If a sprinter can run 100m in 10 seconds it doesn't mean he can run 800m in 1:40 or the 1500m in 2:30. The 800m is technically possible but unlikely, and the 1500m is just not a possible time. The reason for this is the same - they are totally different in terms of training, energy systems, and physiology.

People would never assume the same sort of illogical shit about other sports as they do about weight training.

So yeah. This turned into a bit of an essay.


----------



## fitnut (Feb 4, 2011)

Im very light at the mo at about 16s so prob around 20-25reps.


----------



## bonobo (Feb 4, 2011)

Gazhole said:


> The simple explanation is that it's not a linear relationship. There is a lot more going on than most people realize in terms of energy systems. Doing a 1rm or a 3rm is going to utilize a totally energy system than doing 10 or 12, and doing 20-25 is going to fatigue you through different mechanisms again.
> 
> The complicated explanation is more...well, complicated.
> 
> ...



Nice post until you hit the condescending bit at the end.  Of course no one expects weightlifting to be linear. Somewhat trigometric (taking the limits of the body and the law of diminishing returns, for example) , possibly, but not linear.  And I, for one, was not assuming "illogical shit" about it.  

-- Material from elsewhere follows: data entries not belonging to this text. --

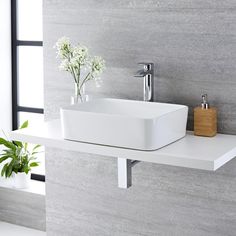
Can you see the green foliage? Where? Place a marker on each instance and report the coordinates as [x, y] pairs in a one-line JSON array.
[[17, 156]]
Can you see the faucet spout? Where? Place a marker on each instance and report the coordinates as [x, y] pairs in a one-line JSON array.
[[148, 81]]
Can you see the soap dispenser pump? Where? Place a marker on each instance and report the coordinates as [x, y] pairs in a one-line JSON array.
[[205, 119]]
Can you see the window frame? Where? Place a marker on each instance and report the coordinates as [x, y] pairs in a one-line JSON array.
[[15, 43]]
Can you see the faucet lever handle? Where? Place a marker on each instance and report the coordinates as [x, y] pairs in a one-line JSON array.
[[146, 65]]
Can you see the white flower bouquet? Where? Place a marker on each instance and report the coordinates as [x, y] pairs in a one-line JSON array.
[[76, 60]]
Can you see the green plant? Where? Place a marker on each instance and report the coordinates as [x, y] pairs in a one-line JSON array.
[[18, 156]]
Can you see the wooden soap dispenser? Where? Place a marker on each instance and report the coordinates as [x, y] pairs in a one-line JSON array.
[[205, 119]]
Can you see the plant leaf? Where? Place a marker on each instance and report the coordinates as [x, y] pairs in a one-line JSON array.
[[17, 143], [34, 164], [4, 169], [3, 158], [7, 143], [25, 124]]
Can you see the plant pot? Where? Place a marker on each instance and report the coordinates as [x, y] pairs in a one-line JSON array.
[[22, 180]]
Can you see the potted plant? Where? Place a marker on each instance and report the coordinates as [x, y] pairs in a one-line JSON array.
[[77, 61], [18, 159]]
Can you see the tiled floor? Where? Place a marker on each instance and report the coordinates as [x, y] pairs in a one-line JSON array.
[[15, 230]]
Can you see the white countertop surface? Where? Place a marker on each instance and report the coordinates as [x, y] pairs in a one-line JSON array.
[[191, 151]]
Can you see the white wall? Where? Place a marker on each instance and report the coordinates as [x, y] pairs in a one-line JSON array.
[[5, 66]]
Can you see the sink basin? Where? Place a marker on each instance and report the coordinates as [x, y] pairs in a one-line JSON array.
[[124, 123]]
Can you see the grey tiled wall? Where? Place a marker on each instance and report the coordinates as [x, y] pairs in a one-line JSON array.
[[193, 45]]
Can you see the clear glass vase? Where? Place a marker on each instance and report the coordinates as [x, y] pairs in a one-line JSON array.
[[79, 95]]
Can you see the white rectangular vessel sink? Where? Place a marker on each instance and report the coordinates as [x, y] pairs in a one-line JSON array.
[[124, 123]]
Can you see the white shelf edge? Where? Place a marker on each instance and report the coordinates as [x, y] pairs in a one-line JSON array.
[[190, 152]]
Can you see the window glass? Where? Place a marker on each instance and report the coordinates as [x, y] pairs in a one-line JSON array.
[[29, 20], [30, 76], [34, 119]]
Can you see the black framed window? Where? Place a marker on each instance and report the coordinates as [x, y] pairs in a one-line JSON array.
[[27, 67]]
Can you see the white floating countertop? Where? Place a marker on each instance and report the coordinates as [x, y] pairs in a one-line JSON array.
[[191, 151]]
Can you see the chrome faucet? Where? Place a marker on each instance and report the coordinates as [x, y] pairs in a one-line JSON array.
[[148, 80]]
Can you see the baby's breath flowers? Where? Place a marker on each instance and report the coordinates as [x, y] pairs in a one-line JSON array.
[[74, 59]]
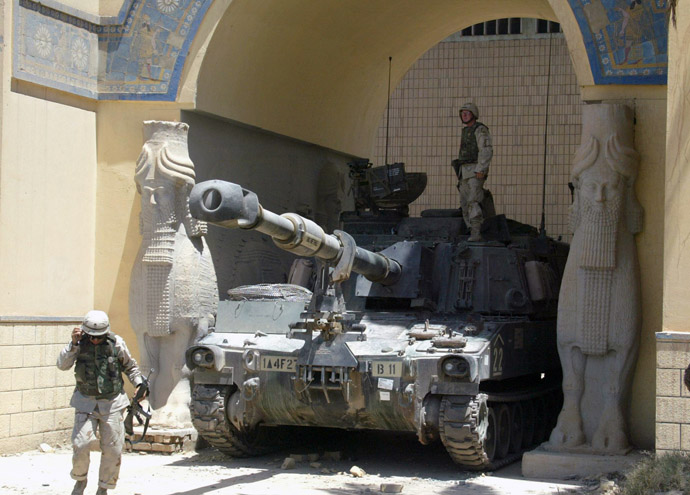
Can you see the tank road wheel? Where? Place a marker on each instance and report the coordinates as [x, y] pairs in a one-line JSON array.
[[527, 424], [208, 416], [490, 442], [466, 427], [516, 427], [503, 431]]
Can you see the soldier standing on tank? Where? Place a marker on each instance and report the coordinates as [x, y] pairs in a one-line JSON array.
[[99, 399], [472, 167]]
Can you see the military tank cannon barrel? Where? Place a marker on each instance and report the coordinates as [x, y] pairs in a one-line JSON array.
[[229, 205]]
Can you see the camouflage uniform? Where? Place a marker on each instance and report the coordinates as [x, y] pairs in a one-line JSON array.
[[99, 402], [474, 156]]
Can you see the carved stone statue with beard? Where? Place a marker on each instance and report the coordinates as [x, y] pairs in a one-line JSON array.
[[599, 311], [173, 293]]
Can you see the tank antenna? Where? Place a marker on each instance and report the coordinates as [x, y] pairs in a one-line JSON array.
[[388, 107], [542, 226]]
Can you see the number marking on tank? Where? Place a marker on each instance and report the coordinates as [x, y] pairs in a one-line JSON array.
[[386, 368], [278, 363]]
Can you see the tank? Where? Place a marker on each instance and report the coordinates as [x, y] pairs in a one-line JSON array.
[[406, 327]]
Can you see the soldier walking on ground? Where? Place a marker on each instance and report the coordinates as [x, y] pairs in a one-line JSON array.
[[99, 399], [472, 167]]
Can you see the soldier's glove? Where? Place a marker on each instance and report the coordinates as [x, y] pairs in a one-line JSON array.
[[456, 166]]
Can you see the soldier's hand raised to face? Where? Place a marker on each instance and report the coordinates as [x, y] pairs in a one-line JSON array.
[[76, 335]]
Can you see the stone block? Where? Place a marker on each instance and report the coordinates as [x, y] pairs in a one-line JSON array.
[[672, 355], [45, 376], [62, 333], [668, 436], [668, 382], [672, 410], [44, 421], [21, 424], [24, 335], [542, 464], [41, 334], [4, 426], [59, 438], [9, 445], [684, 438], [33, 400], [51, 398], [6, 334], [64, 418], [10, 402], [5, 380], [11, 356], [22, 378], [32, 355]]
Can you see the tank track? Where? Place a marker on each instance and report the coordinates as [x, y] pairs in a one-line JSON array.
[[464, 425], [208, 417]]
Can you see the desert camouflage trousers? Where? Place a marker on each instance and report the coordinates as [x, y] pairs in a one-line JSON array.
[[471, 195], [109, 431]]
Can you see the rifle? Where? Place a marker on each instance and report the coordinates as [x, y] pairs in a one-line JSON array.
[[134, 410]]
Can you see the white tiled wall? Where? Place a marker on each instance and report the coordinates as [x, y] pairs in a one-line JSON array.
[[507, 79]]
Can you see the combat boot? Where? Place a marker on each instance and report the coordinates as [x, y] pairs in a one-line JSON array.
[[79, 487]]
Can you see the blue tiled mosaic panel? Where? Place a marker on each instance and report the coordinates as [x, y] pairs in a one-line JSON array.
[[141, 59], [626, 40], [140, 54]]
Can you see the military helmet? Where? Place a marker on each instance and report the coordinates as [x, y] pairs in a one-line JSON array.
[[96, 323], [472, 108]]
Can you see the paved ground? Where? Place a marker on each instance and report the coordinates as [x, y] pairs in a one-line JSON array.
[[385, 459]]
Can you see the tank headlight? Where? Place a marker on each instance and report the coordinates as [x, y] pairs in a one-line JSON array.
[[203, 357], [456, 367]]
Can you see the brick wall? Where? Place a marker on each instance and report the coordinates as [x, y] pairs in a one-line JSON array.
[[507, 79], [672, 398], [34, 394]]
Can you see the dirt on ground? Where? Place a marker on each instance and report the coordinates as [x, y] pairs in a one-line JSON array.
[[347, 463]]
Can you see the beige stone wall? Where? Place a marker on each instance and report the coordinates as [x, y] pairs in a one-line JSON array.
[[507, 79], [34, 394], [673, 345], [672, 397]]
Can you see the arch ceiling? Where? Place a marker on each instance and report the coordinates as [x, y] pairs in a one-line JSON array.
[[313, 70]]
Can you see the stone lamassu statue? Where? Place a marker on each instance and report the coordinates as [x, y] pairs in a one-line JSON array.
[[173, 294], [599, 308]]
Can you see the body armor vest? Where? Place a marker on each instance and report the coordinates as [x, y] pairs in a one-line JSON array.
[[98, 370], [469, 151]]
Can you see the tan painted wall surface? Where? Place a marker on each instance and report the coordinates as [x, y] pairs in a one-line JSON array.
[[47, 207], [677, 218]]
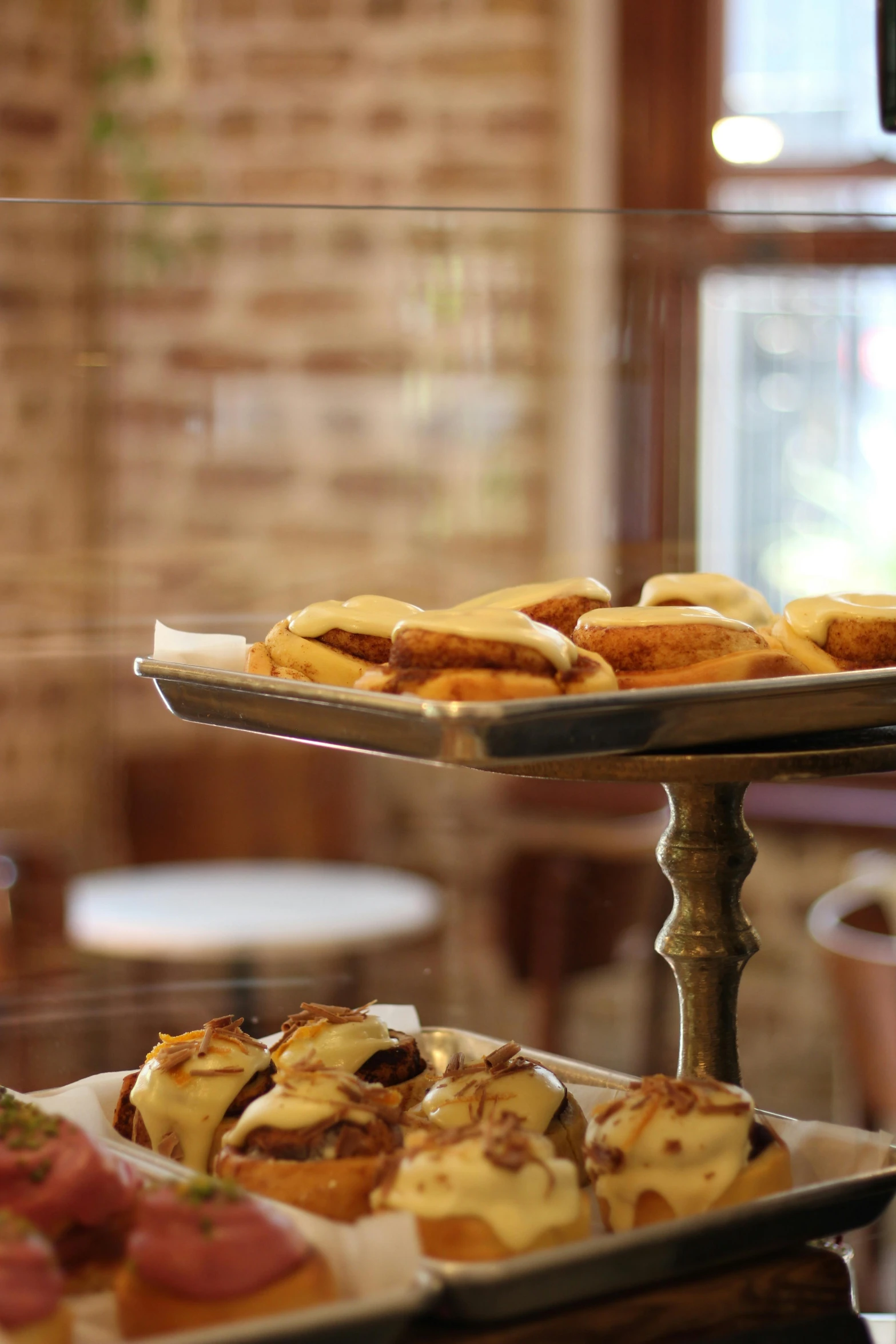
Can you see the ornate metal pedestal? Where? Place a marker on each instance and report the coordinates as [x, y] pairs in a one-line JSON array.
[[707, 851]]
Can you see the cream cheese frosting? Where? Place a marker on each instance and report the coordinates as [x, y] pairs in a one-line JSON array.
[[529, 594], [614, 617], [302, 1100], [460, 1180], [507, 625], [190, 1100], [687, 1140], [810, 617], [719, 592], [476, 1093], [814, 658], [336, 1045], [366, 615]]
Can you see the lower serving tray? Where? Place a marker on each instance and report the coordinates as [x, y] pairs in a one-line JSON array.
[[504, 731], [610, 1264], [370, 1315], [599, 1266]]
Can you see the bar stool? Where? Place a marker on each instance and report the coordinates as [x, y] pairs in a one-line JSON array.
[[855, 928]]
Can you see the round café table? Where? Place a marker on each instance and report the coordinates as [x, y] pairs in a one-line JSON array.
[[244, 912]]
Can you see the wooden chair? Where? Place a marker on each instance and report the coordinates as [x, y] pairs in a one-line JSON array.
[[579, 888]]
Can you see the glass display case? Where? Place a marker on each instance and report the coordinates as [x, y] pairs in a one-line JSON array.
[[314, 300]]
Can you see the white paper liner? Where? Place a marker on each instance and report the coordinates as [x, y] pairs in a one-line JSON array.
[[225, 652], [381, 1254], [371, 1260]]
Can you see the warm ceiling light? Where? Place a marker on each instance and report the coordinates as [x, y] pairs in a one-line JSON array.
[[747, 140]]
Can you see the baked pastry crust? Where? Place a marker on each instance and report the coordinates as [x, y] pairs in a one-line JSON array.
[[562, 612], [472, 1238], [459, 683], [339, 1188], [51, 1330], [312, 659], [145, 1310], [435, 650]]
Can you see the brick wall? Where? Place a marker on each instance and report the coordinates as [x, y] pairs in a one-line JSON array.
[[213, 414]]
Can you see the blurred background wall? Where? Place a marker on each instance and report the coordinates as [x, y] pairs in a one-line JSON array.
[[222, 397]]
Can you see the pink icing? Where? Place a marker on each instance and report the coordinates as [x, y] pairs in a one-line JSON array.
[[30, 1280], [203, 1242], [53, 1175]]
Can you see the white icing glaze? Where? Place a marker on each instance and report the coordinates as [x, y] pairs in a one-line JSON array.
[[718, 592], [493, 623], [632, 616], [460, 1182], [806, 651], [810, 617], [529, 594], [533, 1095], [690, 1159], [191, 1104], [366, 615], [345, 1045], [300, 1100], [599, 675]]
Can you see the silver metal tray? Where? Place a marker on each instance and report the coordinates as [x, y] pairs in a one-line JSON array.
[[617, 1264], [527, 730]]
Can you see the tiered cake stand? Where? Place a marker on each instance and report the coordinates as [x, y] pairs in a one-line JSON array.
[[707, 853], [707, 850]]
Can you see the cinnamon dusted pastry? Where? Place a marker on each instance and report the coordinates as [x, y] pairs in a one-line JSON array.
[[508, 1084], [558, 604], [356, 1041], [78, 1195], [191, 1088], [719, 592], [329, 642], [316, 1142], [676, 1147], [31, 1284], [485, 654], [841, 632], [680, 646], [485, 1191]]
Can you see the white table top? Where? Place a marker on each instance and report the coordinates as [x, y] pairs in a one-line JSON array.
[[193, 912]]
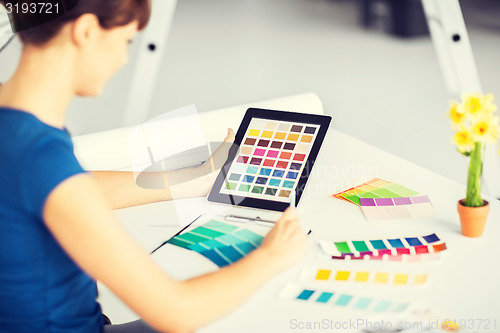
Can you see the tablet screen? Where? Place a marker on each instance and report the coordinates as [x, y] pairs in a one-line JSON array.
[[273, 155]]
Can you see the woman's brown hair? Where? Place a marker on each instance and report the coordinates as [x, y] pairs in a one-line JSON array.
[[111, 14]]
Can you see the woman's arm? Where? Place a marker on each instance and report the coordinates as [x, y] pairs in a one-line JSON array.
[[79, 217], [122, 190]]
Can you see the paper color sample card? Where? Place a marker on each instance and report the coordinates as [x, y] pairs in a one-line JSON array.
[[221, 242], [378, 277], [341, 299], [270, 160], [380, 248], [383, 200]]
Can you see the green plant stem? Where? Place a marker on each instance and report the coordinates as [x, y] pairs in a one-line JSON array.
[[473, 198]]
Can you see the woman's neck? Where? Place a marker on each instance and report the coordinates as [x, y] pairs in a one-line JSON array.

I was asking about relationships between various weightlifting patterns.  And yes, I would assume that my 185 and 155 lb lifts would at least be different.  Why they weren't is what sparked my curiosity.


----------



## bonobo (Feb 5, 2011)

Just out of curiosity, I decided yesterday to do an own-weight (185) set of 4.  I am in better bench shape than when I had tried it before, but I still was stuck on 23 for the first try.  Then I dropped to 14, then 12, then 11.  I guess my endurance strength  is not that great given the huge drop between the first and second sets.

I was also hoping to up the 23 I did before when I just started working on my bench, but no deal.


----------



## Ogedi (Feb 5, 2011)

Never tried. I guess between 10-20 idk. I can do 100 single arm bw bench press on a pea sized bosu ball  can u do that stfu


----------



## Doublebase (Feb 5, 2011)

bonobo said:


> Just out of curiosity, I decided yesterday to do an own-weight (185) set of 4.  I am in better bench shape than when I had tried it before, but I still was stuck on 23 for the first try.  Then I dropped to 14, then 12, then 11.  I guess my endurance strength  is not that great given the huge drop between the first and second sets.
> 
> I was also hoping to up the 23 I did before when I just started working on my bench, but no deal.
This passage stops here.